Ok, but one doesn't need to fully own the cable, to run a startup's server on
it. They can forbid SMTP servers, ok, but HTTP etc. should be allowed.

You mean I need my own hacker satellite to own it? Even then, how would you
connect your satellite to the network?

------
belorn
This is mostly an issue of the limitations of law, or to put it more
precisely, having to deal with the letter of the law versus the spirit of the
law.

If the intention is only to prevent large-scale data center, forbidding all
commercial form of servers is clearly overkill by a large margin. However, if
they limit the scope, they might miss use cases which are by everyone's
definition abusive, but not technically a "large-scale data center".

I find the same problem in license texts. The GPL should really only have to
be a single line saying "Do what ever you want with the program, so long you
do not restrict anyone else in doing the same". Following the spirit, it would
cover any form of restrictions now and in the future, regardless if people
tried to use hardware restrictions, legal restriction, or obfuscation (like
machine language) to restrict users of the program. Applying a different
license with a lower requirement, would simply be a matter of intentionally
trying to circumvent the wishes of the author.

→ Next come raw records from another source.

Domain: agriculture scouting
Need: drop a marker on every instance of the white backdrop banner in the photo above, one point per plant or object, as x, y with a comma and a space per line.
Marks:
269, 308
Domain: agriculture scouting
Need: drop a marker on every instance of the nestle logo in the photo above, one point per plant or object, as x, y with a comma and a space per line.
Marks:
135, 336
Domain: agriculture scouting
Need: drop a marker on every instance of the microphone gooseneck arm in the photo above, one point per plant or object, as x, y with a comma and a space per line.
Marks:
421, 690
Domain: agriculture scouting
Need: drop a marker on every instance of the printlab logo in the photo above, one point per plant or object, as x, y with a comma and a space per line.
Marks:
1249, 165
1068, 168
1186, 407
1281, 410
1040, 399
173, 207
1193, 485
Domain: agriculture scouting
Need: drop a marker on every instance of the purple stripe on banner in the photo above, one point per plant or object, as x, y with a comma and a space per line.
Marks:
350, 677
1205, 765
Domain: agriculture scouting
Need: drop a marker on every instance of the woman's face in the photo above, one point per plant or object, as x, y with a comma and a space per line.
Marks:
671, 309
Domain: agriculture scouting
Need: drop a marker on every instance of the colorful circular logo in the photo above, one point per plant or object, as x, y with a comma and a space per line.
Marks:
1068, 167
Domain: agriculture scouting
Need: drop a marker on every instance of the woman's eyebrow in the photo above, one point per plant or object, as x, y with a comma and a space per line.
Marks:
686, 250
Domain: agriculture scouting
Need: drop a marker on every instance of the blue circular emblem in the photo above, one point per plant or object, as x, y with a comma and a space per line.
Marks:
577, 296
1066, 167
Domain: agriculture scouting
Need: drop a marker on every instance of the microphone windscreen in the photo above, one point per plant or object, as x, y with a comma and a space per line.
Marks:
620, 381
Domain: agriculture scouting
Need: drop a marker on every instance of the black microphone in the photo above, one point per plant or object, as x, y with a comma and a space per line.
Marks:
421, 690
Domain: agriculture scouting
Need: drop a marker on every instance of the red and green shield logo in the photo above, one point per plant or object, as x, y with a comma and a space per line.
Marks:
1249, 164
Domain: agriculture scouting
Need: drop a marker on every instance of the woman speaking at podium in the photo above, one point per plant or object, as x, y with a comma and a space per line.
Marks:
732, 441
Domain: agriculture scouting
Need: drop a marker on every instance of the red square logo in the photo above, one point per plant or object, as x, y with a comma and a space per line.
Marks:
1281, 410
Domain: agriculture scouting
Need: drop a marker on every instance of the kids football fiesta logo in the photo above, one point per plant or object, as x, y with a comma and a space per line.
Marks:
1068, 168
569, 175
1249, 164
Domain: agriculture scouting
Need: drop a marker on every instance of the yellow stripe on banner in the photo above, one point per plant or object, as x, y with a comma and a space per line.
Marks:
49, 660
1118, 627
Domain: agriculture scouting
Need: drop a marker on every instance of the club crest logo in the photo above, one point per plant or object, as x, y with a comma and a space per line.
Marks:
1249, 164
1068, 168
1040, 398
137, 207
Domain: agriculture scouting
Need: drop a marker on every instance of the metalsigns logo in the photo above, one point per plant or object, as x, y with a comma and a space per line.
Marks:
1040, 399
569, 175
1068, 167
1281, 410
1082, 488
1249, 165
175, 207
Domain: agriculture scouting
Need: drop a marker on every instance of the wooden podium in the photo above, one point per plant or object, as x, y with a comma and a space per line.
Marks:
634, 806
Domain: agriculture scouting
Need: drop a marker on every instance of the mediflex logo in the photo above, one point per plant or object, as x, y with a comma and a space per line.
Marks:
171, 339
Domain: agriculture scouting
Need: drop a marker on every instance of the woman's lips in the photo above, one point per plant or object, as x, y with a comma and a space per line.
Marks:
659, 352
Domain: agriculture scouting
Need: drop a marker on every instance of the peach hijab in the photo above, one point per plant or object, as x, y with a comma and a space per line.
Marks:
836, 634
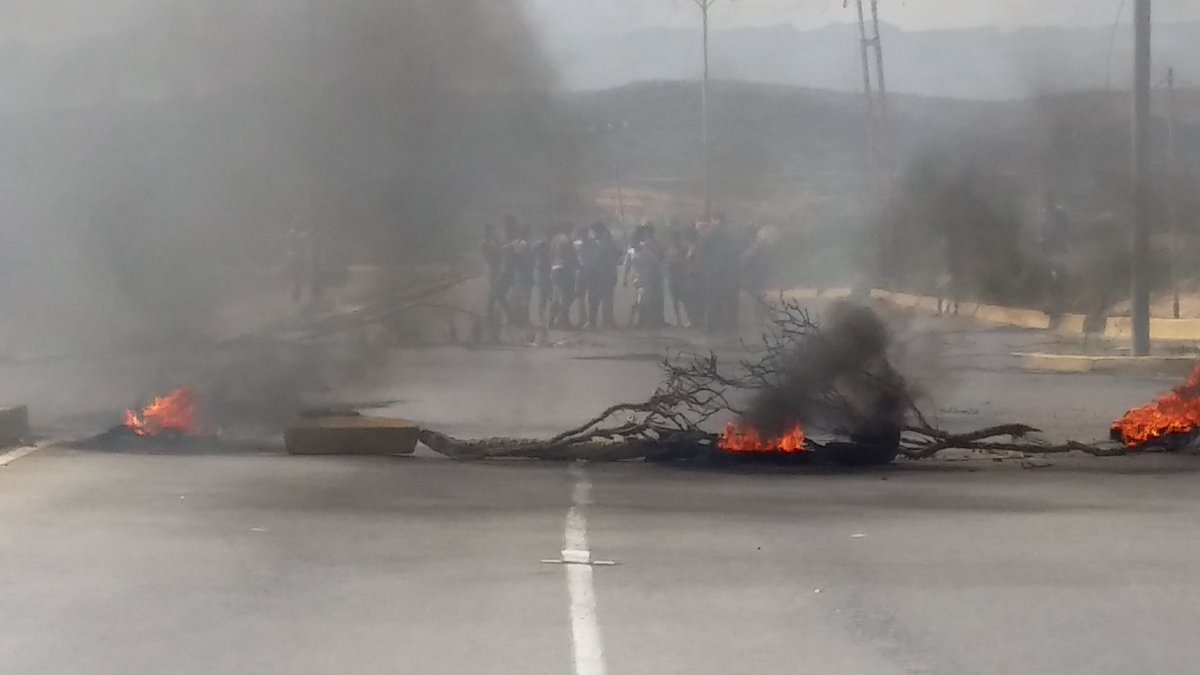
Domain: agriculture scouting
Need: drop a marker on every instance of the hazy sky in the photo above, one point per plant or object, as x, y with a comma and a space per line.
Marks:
576, 16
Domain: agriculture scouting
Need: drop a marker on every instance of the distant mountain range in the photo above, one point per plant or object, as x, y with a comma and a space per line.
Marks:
965, 64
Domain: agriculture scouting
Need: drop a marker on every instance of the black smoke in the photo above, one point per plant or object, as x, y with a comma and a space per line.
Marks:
838, 378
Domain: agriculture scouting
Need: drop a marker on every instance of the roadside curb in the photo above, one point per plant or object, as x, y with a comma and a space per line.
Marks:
1116, 328
1161, 329
1036, 362
995, 315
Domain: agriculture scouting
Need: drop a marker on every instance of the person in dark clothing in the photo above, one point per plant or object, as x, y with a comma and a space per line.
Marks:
543, 280
520, 267
609, 257
588, 286
678, 282
564, 266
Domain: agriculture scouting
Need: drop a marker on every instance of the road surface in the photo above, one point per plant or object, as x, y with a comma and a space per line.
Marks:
216, 559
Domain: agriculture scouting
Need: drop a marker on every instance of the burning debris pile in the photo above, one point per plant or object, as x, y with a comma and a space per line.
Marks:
810, 393
1173, 418
173, 414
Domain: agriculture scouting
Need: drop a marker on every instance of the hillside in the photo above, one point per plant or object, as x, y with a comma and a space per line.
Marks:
981, 63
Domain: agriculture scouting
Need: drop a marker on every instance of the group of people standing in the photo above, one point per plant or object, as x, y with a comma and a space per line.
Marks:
576, 270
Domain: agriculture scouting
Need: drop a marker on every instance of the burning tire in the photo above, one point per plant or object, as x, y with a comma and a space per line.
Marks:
864, 451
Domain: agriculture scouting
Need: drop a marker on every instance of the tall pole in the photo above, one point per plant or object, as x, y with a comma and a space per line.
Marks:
1141, 211
703, 114
1171, 205
868, 93
883, 125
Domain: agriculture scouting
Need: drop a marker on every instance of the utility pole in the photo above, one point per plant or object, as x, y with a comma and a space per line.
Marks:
705, 5
885, 124
1141, 210
1173, 213
880, 145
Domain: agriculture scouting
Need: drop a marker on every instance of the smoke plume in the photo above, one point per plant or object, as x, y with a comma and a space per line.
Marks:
839, 380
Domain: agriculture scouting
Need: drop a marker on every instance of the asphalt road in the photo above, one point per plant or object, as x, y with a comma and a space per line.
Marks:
219, 560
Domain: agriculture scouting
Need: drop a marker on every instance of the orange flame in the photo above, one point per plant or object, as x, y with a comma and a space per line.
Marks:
1177, 412
742, 438
175, 412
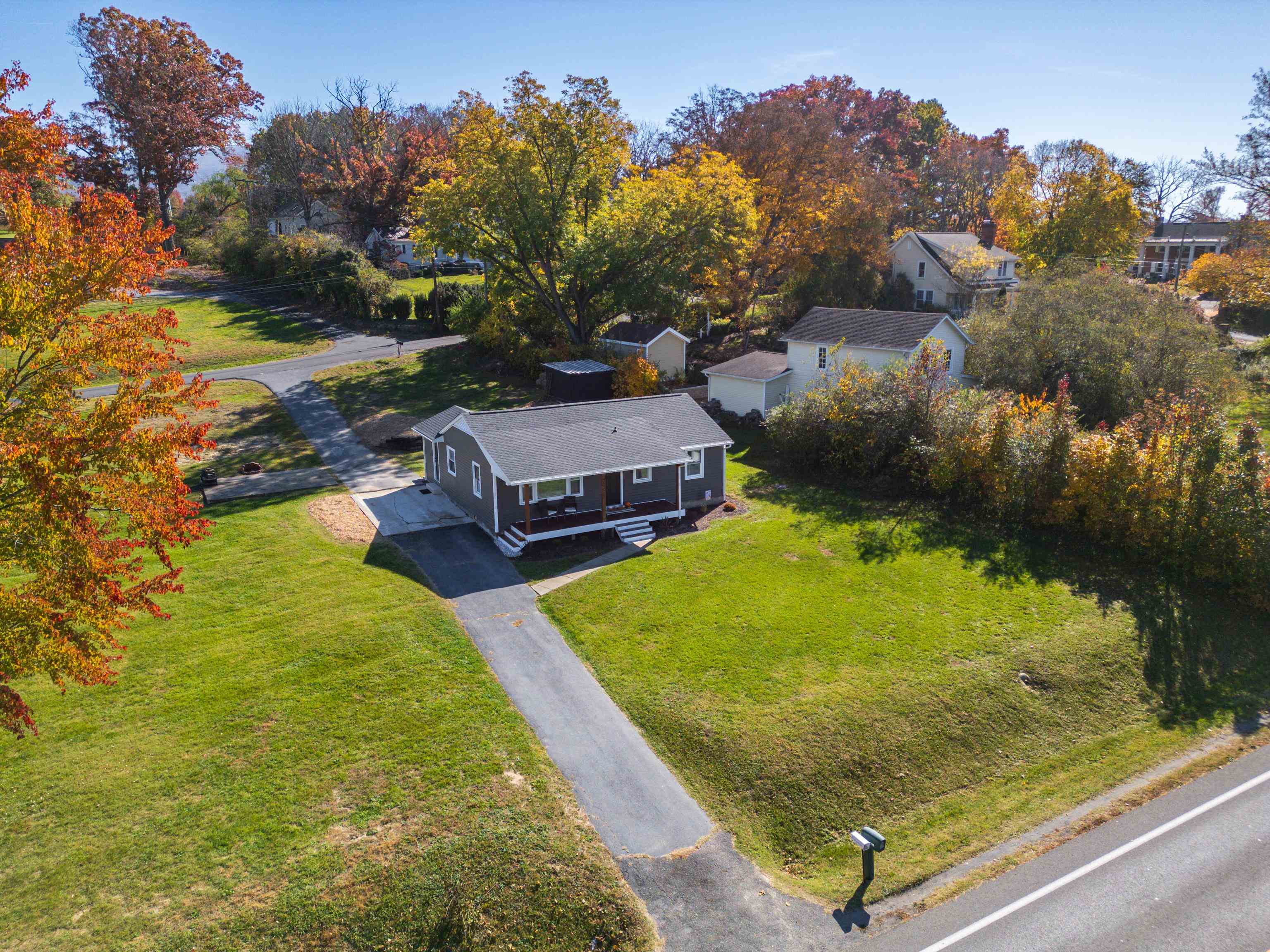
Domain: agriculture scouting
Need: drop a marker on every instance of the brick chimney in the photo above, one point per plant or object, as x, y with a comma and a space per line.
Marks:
988, 233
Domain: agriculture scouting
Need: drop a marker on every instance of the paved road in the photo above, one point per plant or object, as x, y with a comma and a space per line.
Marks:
1202, 886
703, 899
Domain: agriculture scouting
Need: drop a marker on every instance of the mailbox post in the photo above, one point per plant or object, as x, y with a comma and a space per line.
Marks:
870, 842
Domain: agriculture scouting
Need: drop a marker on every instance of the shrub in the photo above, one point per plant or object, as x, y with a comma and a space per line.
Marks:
635, 377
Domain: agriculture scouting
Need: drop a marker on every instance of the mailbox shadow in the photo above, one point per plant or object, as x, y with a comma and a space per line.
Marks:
852, 914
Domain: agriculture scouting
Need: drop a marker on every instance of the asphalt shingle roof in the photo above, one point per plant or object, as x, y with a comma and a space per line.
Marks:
436, 423
883, 331
757, 365
578, 440
634, 333
947, 242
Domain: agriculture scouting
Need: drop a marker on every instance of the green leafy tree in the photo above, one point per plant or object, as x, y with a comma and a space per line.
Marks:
1117, 342
537, 191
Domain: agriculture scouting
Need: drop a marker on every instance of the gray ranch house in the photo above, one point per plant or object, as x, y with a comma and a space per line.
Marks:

Alas, licenses are not written like if they were enforced by the spirit of the
text, but rather as if they were enforced by the letter of the text. As such,
they try to include all forms of license circumventing into a now rather long
license text, and when new license-circumventing techniques gets invented, the
license text gets an update.

Wouldn't it be nice if licenses and terms of services would just write down
what they want, rather than trying to cover every aspect imaginable just in
case?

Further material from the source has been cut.